Let’s take a look at what sugar does to the body to find out.

Sugar, Belly Fat, and Other Side Effects

Indeed, sugar intake and belly fat are often linked. And one of the biggest benefits of reducing sugar intake is losing belly fat. Why?

Because sugar can lead to increased inflammation and stress on the body. As a result, the body stores excess calories as fat around the belly.

What’s more, when we eat sugar (and other refined carbohydrates), it’s quickly absorbed and shuttled into the bloodstream. The body then responds by increasing insulin levels to help shuttle sugar into cells to prevent it from damaging blood vessels and organs.

Sugar has been found to have uniquely harmful effects when it comes to metabolic health. For example, it increases the risk of nonalcoholic fatty liver disease and metabolic syndrome, which increases the risk for obesity and diabetes. 1

Finally, when the liver is overloaded with fructose (sugar is half glucose and half fructose), it’s forced to turn those calories into fat for storage. 2 Liquid sugars (i.e., sodas, juices, and other sweetened beverages) appear to be the worst offenders.

Excess added sugar has other negative side effects from headaches to energy crashes to hormonal imbalances. Because sugar increases inflammation by triggering insulin spikes, it can also lead to skin breakouts.

Consuming too much sugar can also disrupt sleep quality by reducing slow-wave sleep. This is the restorative sleep that helps the mind consolidate memories and catalog new information. Sugar can also negatively affect dream sleep (i.e., REM) and cause you to wake up throughout the night.

Will I Lose Weight If I Stop Eating Sugar?

Losing weight—or fat—takes a well-rounded lifestyle approach. That includes eating a healthy diet, moving your body regularly, staying hydrated, getting enough sleep, and ensuring a calorie deficit of around 300 to 500 calories per day.

Refined carbs, like sugar, are calorie dense but they provide little to no actual nutrition. And if you’re eating those calories, it can also mean you’re not eating the foods that will fill you up and help you lose weight. For example, protein, fiber, and healthy fats can all help you feel full for longer, making it easier to eat less calories. Sugar, especially when it’s in the form of a drink, on the other hand, can actually boost appetite. This is because sugar increases insulin levels in the blood. And high levels of insulin then block leptin signals. Leptin is the hormone that tells the brain “I’m full.” And if you aren’t getting the message that you’ve eaten enough, then you’re more likely to continue eating the sweets as you’re still hungry.

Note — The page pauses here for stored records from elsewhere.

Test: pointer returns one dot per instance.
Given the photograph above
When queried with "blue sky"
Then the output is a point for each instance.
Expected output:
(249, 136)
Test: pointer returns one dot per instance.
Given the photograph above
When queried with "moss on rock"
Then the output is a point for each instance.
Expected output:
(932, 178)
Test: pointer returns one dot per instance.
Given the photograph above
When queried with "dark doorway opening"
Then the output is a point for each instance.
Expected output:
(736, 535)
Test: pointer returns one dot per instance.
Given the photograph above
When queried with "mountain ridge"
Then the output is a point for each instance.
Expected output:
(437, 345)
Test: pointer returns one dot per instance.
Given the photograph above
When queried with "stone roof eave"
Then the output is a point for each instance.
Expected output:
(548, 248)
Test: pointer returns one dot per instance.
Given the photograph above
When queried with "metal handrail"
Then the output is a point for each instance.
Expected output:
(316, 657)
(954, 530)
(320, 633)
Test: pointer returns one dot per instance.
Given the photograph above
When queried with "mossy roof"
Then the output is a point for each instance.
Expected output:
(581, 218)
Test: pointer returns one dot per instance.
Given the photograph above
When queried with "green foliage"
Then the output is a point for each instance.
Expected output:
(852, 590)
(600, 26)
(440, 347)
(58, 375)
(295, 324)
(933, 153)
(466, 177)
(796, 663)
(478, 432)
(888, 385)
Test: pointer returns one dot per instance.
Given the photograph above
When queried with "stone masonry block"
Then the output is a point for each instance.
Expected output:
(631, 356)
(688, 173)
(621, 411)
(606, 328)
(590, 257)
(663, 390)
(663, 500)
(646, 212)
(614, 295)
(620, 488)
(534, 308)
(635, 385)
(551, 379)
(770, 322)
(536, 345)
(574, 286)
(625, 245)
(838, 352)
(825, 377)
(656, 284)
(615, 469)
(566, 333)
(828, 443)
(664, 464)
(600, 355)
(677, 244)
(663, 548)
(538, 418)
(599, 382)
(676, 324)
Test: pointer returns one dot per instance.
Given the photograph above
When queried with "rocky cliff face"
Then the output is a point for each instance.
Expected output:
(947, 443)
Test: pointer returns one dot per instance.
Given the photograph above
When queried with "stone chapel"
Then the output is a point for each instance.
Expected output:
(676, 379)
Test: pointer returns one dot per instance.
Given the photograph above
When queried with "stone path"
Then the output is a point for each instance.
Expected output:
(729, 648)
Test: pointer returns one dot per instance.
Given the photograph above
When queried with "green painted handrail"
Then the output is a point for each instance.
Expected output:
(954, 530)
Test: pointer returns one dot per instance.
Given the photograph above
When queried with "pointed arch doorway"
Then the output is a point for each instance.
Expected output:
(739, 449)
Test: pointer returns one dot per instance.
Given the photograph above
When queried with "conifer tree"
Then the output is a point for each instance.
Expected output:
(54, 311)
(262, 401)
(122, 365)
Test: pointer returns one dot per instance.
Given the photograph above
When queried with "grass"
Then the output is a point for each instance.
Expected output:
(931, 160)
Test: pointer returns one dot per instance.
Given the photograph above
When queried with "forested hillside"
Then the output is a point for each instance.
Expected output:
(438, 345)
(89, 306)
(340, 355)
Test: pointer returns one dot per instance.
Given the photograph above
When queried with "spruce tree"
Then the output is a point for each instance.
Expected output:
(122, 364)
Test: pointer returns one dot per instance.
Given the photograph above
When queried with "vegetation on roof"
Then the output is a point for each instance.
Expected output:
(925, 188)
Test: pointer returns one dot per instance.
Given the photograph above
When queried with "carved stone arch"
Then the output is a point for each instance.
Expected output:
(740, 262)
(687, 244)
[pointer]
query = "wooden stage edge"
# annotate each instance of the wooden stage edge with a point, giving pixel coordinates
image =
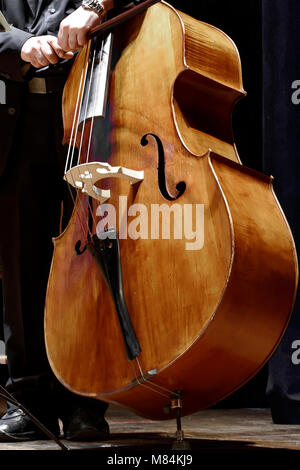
(213, 429)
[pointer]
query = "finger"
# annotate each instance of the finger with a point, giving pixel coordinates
(72, 40)
(62, 37)
(82, 38)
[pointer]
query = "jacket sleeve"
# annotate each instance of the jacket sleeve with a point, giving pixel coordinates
(11, 43)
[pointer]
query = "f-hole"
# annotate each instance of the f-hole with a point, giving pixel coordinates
(162, 183)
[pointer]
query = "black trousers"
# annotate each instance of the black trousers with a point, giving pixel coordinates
(31, 193)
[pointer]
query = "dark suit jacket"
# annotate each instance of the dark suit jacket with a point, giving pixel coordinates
(20, 14)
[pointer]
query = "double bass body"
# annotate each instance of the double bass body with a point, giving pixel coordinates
(206, 319)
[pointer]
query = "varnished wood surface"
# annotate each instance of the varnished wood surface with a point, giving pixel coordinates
(216, 430)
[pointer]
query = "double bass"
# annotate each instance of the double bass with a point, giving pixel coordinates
(139, 312)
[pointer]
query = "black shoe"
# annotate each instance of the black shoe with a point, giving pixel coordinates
(15, 426)
(84, 425)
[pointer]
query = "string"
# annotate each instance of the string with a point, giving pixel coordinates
(150, 385)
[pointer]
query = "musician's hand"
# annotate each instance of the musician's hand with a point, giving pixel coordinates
(73, 30)
(40, 51)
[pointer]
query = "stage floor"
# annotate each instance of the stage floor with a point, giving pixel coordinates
(213, 429)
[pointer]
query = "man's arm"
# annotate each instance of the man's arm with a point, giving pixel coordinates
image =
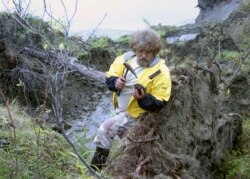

Does Reducing Sugar Intake Reduce Belly Fat

Where Sugar Hides

You may think you’re not eating a lot of sugars if you aren’t adding spoon fulls to your coffee, drinking soda daily, or eating a lot of desserts. Unfortunately, though, sugar is hidden in a lot of foods. So, it can be hard to avoid. It also has a number of aliases, so you may be consuming sugar without even knowing it. Common names for sugar to look out for include:

  • Cane sugar (or juice)
  • Corn syrup (or sweetener)
  • High-fructose corn syrup (or HFCS)
  • Rice syrup
  • Beet juice concentrate
  • Molasses
  • Raw sugar
  • Turbinado sugar
  • Date sugar
  • Malt syrup
  • Dextrose
  • Fructose
  • Galactose
  • Glucose
  • Lactose
  • Maltose
  • Sucrose
  • Fruit juice concentration
  • And many more—there are at least 61 different names for sugars found on food labels 3

In fact, 74% of packaged foods contain added sugar. It’s even found in what most people consider savory foods like bread, pasta sauce, salad dressings, sauces, nut butters, ketchup, and many others. It’s also common on many foods that are considered “healthy,” such as yogurt, breakfast bars, high-fiber cereals, and dried fruit.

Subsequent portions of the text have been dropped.